If you buy an ink cartridge from HP, some of the plastic might have come from bottles collected on streets and canals in Port-au-Prince, Haiti–intercepted before they could end up in the ocean. Since 2017, the company has worked with local collectors to gather more than half a million pounds of plastic in the area, keeping around 12 million plastic bottles out of the Caribbean.
It’s one of a growing number of companies incorporating ocean-bound plastic into its supply chain. Today, HP announced that it is joining a coalition of those companies called NextWave Plastics, founded by Dell and the nonprofit Lonely Whale last year. Ikea also joined today, and plans to make its first prototypes out of ocean-bound plastic by the end of 2019.
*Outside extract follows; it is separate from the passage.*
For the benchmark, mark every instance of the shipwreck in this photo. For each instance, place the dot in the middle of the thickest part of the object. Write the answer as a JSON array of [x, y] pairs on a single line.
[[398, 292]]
“Everybody needs to step up [to solve the problem of ocean plastic], including business, and I see no reason why business shouldn’t be leading,” says Ellen Jackowski, global head of sustainability strategy and innovation for HP.
HP began working in Haiti in partnership with Thread, a company that works to turn plastic bottles into a material that brands like Timberland have used for making clothing and shoes. The process brings fairly paid jobs to the area and helps compensate for the lack of municipal recycling.
Other companies in the coalition have used plastic headed for the ocean, or plastic already in the ocean, in products from skateboards to carpet tiles. Humanscale recycled old fishing nets from the ocean into an office chair.
“The key is for us as a society to see plastic as value, not as waste. Today everybody sees it as waste. How do we drive enough demand that people see plastic as value and not something that you want to throw away?” says Jackowski. “Plastic’s a pretty amazing material. We’ve gotten a little carried away with it. So how do we put in the right processes in place in our society so that there’s enough value that we continue to reuse it rather than create more?”